As the number of injured birds continues to increase, with an average of 100 a year due mainly to vehicle collisions, gunshots, poisoning and electroshock, the medical wing would provide veterinarians, who currently volunteer their surgical services for injured raptors at a few area animal hospitals, all the necessary equipment in one location.
“I think having a facility in the area is a really good idea,” said Fintan Maguire, a veterinarian at Kootenai Animal Hospital who helps Cantwell with injured raptors once a month on average. “Since so many people in the area enjoy the outdoors, it’s a great way for people to get in touch with, and give back to the animals.”
However, despite support for the center, there is still a long road ahead.
“This is a heck of an undertaking,” said Wayne Melquist, a wildlife biologist and retired Idaho Fish and Game state nongame biologist who supports the proposed center.
As someone who’s worked closely over the years with Cantwell’s nongovernment affiliated group, Melquist said he recognizes the need for a rehabilitation and education center. “(Birds of Prey Northwest) really saves the department and state a lot of time and energy,” he said. With a new state-of-the-art center, he added “There’s no other (place) in the state that could serve that function.”

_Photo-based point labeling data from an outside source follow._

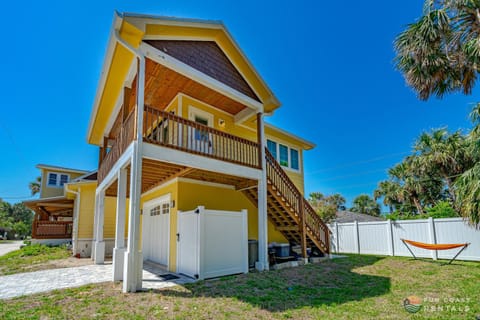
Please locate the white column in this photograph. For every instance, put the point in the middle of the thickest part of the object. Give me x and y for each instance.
(357, 237)
(99, 256)
(391, 250)
(132, 277)
(433, 238)
(119, 250)
(262, 263)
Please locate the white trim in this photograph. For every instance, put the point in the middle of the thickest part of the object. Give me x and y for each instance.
(291, 135)
(206, 183)
(192, 73)
(118, 105)
(169, 155)
(206, 104)
(194, 112)
(123, 161)
(107, 61)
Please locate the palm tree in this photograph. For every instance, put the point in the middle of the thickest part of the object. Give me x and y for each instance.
(439, 53)
(391, 192)
(364, 204)
(34, 186)
(443, 154)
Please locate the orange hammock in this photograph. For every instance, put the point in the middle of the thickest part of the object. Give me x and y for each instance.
(428, 246)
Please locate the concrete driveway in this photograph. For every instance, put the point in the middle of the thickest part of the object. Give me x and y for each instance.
(7, 246)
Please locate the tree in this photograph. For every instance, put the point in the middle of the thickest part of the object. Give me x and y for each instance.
(440, 53)
(34, 186)
(326, 206)
(364, 204)
(16, 217)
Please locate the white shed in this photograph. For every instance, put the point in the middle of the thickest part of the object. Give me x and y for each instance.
(212, 243)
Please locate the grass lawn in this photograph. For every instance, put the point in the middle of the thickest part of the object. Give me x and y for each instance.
(31, 258)
(357, 287)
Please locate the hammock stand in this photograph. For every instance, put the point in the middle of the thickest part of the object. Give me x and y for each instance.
(446, 246)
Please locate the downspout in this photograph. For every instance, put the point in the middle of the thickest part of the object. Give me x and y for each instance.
(76, 214)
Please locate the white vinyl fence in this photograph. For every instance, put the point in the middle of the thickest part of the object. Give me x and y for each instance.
(383, 237)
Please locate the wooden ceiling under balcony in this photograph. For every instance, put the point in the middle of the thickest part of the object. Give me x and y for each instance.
(163, 84)
(156, 173)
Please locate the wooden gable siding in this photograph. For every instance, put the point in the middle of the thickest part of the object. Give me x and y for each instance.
(207, 57)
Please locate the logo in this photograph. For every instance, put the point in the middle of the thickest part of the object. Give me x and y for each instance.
(412, 304)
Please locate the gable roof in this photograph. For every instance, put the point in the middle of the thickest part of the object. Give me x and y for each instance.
(137, 28)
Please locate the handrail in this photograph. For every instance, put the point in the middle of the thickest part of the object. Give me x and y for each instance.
(284, 185)
(123, 138)
(166, 129)
(52, 229)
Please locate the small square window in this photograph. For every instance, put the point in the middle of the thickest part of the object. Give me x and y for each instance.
(63, 179)
(294, 159)
(284, 155)
(272, 147)
(52, 179)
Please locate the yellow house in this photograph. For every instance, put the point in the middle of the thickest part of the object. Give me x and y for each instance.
(188, 169)
(53, 219)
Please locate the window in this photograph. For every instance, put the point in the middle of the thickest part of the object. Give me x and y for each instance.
(52, 179)
(272, 147)
(283, 155)
(286, 156)
(57, 180)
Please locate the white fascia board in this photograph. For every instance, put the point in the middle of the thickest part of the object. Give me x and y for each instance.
(184, 69)
(173, 156)
(291, 135)
(117, 22)
(122, 162)
(244, 115)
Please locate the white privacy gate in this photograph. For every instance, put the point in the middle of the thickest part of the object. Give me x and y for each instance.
(156, 230)
(212, 243)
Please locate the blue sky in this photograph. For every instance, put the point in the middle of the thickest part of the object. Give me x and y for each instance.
(329, 63)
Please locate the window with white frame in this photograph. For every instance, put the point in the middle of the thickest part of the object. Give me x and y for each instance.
(57, 180)
(287, 157)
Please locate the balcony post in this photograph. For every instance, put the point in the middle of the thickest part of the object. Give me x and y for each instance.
(262, 263)
(133, 265)
(119, 250)
(99, 256)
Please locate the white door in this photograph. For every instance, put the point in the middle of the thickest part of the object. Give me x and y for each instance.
(156, 230)
(188, 242)
(200, 140)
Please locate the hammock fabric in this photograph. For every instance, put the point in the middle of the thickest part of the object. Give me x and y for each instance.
(428, 246)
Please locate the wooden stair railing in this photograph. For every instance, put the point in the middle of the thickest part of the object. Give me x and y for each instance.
(287, 195)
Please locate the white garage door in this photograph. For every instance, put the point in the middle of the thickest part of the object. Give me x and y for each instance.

Cantwell also recognizes the obstacles the facility faces.
“In order to grow the facility and grow the mission, you need to have a bigger member base. It’s difficult to get people excited about birds unless they’ve had an experience with one,” she explained.
Even though funding and operation issues remain, Melquist said Cantwell is the right person to lead the way. “This is just a love she has, and a passion. She just wants to help these birds,” he said, adding that the work is essential to the raptors’ continued presence. “We’ve got to continue to try and get the word out.”
Parked along the alcove in Wolf Lodge Bay, Cantwell said people don’t realize their direct impact on the airborne migrants. With any change in the environment, she said raptors are often the first to suffer, such as with the DDT pesticide used decades ago that took a heavy toll on bird populations.
“From that experience, we learned that these birds are bio-indicators; they are barometers of the environment,” she said. So if the lake’s kokanee salmon population took a hit or their habitat was lost, the bald eagles would be forced to move on, Cantwell said. “I hope that the public would see an appreciation and understanding of a species that can tell us a lot about our own future.”